Absolutely not. Not generalizable. The genetic soup is a lottery. You never know how it'll manifest in a child, not to mention--comparing one sibling with another. They can be opposites, in that respect. Also, having intelligence doesn't necessarily guarantee a productive life or academic success, if the foundation for disciplined study and work doesn't get laid early on, or if it gets short-circuited by early trauma or a chaotic family environment.
A geneticist who used to write a blog I read for awhile posted that kids’ genes were made up of all four grandparents’ genes. So, accirding to him, we all have four distinct people that we draw our genes from.
Status:
"This too shall pass. But possibly, like a kidney stone."
(set 12 days ago)
36,005 posts, read 18,280,610 times
Reputation: 51063
I thought it was the opposite. Emotion from the mother, intelligence from the father?
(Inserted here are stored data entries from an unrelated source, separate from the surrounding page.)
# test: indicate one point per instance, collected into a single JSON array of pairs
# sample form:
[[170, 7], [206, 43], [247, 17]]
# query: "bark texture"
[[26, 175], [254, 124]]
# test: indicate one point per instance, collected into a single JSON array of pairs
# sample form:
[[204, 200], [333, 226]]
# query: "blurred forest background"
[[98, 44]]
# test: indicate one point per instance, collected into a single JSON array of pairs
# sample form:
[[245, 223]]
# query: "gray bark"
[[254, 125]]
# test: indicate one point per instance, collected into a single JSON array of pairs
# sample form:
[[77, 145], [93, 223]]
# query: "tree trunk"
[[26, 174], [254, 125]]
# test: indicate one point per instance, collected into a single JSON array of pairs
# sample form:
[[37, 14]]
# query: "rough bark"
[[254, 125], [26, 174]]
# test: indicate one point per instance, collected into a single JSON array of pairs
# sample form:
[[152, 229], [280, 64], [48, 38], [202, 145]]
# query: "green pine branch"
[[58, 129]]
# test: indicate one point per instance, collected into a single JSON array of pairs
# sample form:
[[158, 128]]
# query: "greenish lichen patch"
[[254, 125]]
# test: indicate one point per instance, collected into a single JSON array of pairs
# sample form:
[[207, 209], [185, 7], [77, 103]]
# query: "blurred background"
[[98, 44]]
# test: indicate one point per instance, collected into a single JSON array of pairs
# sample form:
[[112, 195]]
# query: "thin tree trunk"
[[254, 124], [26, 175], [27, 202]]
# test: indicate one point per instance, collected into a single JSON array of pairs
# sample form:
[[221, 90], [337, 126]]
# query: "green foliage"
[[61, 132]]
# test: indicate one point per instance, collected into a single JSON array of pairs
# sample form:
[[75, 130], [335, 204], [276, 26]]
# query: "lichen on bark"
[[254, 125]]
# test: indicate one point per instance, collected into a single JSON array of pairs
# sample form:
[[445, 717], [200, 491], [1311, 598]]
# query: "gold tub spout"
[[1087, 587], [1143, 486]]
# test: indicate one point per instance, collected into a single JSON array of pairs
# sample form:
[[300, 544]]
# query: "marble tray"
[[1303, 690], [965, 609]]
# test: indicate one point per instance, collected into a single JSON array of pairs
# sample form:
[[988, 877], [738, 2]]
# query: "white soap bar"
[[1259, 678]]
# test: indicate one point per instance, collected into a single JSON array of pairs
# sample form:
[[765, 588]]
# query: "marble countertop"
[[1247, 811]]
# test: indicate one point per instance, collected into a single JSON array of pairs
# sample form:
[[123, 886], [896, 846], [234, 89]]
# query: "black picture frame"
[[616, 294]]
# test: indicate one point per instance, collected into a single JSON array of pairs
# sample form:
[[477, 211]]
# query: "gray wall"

Certainly, language and grammar and accent from the mother. If your mother speaks correctly, so do you. Without even having to think. You just know correct language if you have a mother who knows grammar.
Ancestors prior to parents and even prior to grandparents can also contribute. A second cousin and I inherited our g-grandmother's distinctive eye color, yet no one in the intervening generations appears to have had her eyes.